Although we do not see safety as a top priority like most evaluators, the position could certainly be upgraded. Sensabaugh was solid but not great in 2009. He really did just about an average job in every aspect of the game, not making many big plays but not giving up many either (other than at Minnesota). If Dallas liked what they had in Gerald, they will have to re-sign him soon as he is a restricted free agent.
If the Cowboys are going to replace a safety, it will likely be FS Ken Hamlin. Hamlin had perhaps his worst year as a pro, getting beat often in coverage and displaying his usual below-average skills in run support. To his credit, he is more of a cerebral player than an incredible athlete. He is a big reason the Cowboys secondary rarely lined up incorrectly or blew a coverage.

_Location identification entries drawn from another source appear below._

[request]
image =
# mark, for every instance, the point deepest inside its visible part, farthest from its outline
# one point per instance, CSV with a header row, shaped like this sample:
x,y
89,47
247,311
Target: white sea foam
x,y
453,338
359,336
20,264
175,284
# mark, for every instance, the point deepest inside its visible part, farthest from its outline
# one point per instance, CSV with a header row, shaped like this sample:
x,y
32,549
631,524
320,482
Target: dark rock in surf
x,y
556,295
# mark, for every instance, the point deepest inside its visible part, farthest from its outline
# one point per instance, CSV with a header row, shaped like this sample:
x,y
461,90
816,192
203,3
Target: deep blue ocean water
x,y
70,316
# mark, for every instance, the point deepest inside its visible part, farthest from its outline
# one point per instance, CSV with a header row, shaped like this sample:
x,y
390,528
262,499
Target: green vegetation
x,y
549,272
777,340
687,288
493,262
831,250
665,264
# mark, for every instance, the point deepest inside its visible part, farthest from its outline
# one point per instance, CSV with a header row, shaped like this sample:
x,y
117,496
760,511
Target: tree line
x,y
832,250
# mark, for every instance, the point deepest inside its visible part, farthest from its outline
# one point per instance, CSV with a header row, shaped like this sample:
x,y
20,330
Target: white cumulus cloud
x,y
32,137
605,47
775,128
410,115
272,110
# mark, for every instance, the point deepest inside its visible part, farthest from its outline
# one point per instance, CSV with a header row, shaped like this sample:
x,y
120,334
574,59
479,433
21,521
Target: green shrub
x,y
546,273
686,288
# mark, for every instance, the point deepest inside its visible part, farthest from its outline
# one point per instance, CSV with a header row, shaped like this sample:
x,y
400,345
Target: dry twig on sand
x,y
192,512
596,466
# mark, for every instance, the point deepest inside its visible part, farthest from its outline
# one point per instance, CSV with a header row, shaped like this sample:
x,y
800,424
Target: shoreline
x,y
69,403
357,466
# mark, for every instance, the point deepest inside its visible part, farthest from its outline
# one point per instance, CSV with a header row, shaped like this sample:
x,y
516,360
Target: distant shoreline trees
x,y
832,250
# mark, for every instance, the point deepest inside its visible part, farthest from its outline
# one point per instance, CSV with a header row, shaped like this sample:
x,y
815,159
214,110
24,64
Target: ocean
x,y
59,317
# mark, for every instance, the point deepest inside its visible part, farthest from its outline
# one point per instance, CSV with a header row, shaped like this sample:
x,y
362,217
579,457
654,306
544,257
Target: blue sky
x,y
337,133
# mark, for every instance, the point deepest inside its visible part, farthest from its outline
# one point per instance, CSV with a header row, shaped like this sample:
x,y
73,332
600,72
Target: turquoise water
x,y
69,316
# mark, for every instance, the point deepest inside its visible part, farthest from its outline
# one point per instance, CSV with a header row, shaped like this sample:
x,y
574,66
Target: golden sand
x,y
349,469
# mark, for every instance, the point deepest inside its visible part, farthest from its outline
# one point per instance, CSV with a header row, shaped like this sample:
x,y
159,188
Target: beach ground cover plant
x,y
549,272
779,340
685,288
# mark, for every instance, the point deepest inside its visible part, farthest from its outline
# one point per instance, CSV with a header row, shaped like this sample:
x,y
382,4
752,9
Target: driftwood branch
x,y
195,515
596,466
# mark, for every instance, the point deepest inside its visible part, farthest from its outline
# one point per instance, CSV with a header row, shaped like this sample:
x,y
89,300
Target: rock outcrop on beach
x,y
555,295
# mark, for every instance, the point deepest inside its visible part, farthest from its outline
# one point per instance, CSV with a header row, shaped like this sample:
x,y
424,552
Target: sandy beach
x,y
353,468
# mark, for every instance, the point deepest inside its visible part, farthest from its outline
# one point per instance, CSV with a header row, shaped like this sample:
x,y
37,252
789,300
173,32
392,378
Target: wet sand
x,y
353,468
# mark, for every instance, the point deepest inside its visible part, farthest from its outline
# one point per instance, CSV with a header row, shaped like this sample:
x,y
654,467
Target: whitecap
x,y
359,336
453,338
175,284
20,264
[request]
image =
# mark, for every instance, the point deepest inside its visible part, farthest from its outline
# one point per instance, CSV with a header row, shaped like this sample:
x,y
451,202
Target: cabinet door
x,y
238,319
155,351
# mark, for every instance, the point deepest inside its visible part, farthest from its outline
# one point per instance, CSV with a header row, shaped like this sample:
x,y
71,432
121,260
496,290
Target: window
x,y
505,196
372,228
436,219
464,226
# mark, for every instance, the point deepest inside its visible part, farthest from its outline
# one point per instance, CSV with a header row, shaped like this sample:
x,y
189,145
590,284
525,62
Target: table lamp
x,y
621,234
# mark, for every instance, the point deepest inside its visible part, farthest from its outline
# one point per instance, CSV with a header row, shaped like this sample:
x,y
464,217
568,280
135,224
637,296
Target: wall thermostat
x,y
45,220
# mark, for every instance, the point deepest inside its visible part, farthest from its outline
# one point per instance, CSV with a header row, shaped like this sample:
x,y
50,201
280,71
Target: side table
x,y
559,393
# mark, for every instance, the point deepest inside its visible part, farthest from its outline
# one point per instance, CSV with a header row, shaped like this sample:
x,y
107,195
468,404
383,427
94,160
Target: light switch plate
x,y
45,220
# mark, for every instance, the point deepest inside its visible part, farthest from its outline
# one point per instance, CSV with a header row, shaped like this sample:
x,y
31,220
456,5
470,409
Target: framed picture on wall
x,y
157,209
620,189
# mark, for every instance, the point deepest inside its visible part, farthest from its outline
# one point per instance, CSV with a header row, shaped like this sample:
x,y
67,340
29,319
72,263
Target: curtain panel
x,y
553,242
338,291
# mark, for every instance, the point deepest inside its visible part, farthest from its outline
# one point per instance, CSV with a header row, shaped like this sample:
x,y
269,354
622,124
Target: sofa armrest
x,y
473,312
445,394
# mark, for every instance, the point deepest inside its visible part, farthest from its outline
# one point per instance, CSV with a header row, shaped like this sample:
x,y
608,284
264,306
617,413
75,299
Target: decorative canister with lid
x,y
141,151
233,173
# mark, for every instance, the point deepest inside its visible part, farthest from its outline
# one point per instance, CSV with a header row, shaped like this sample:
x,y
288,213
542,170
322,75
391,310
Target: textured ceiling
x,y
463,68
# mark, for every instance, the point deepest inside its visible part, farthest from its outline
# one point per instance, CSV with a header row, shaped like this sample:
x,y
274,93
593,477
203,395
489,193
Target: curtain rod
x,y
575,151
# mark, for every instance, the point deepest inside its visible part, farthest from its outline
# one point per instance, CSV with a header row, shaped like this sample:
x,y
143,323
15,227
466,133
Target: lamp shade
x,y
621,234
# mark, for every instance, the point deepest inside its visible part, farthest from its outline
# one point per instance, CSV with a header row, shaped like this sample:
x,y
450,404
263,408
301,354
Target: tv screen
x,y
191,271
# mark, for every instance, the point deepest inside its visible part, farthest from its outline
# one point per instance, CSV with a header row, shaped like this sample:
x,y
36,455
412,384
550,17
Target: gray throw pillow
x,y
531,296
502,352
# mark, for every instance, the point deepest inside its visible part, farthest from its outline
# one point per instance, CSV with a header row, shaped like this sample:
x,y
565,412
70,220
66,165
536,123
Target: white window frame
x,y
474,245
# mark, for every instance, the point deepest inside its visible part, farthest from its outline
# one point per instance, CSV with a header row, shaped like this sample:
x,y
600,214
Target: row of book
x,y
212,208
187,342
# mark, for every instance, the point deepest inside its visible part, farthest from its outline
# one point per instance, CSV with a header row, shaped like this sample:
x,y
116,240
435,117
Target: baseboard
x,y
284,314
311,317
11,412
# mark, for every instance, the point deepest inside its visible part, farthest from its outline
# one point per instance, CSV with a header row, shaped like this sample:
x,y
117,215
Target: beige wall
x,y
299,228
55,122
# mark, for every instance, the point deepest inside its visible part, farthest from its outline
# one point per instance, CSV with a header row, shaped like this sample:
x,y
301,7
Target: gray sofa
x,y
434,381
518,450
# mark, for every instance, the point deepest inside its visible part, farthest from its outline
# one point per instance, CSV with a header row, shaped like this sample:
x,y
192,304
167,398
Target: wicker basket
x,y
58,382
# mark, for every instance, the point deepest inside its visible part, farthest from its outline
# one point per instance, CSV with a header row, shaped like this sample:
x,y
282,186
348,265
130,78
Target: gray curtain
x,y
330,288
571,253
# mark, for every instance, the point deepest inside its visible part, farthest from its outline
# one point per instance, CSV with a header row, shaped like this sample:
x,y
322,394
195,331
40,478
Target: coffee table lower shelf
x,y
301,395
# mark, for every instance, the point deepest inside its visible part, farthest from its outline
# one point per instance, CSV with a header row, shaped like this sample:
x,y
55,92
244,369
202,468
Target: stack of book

Alan Ball did a respectable job filling in for Hamlin during his injury, and he may have an opportunity to win the starting job in training camp. Dallas also has two rookie safeties from last year, Michael Hamlin and Stephen Hodge, although neither is likely to make a major impact on defense. All of this depth (along with Patrick Watkins, who may get cut) is why we don’t see the Cowboys being major players in finding a new safety.
If they choose to do so, there are various safety prospects the Cowboys could look at in both the first and second rounds, including Earl Thomas, Nate Allen, Chad Jones, Morgan Burnett, and, our current feature, Taylor Mays.
Mays is an athletic freak. At 6’4”, 225 pounds, Mays may run a sub-4.4 forty at the NFL Combine next week. He is a huge hitter who flies to the ball. He is solid in run support, but often goes for the big hit instead of wrapping up.
His success in run support is not matched by his ability in pass coverage. Mays has no shot at playing free safety in the NFL because he is just too much of a liability in coverage. He has poor hips and, although he has superb speed, he does not play as fast as he will test. His lack of production the past two years at USC is evidence of this. His change of direction is average at best, and his ball skills are all but non-existent.
In our opinion, Mays would be well-served moving to 4-3 outside linebacker in the NFL. He is a terrible fit for Dallas because, if they choose to upgrade the safety position, it will be for a ball-hawking free safety who excels in coverage. Let’s hope Jerry doesn’t fall in love with Mays’ Combine numbers and star power.
Mays should light up the Combine, so if teams overreact, he could go in the top 15 picks. More likely, however, is that his lack of on-field production will drop him into the 20’s. If he falls to Dallas, though, we expect them to pass due to his poor fit in the Cowboys’ system.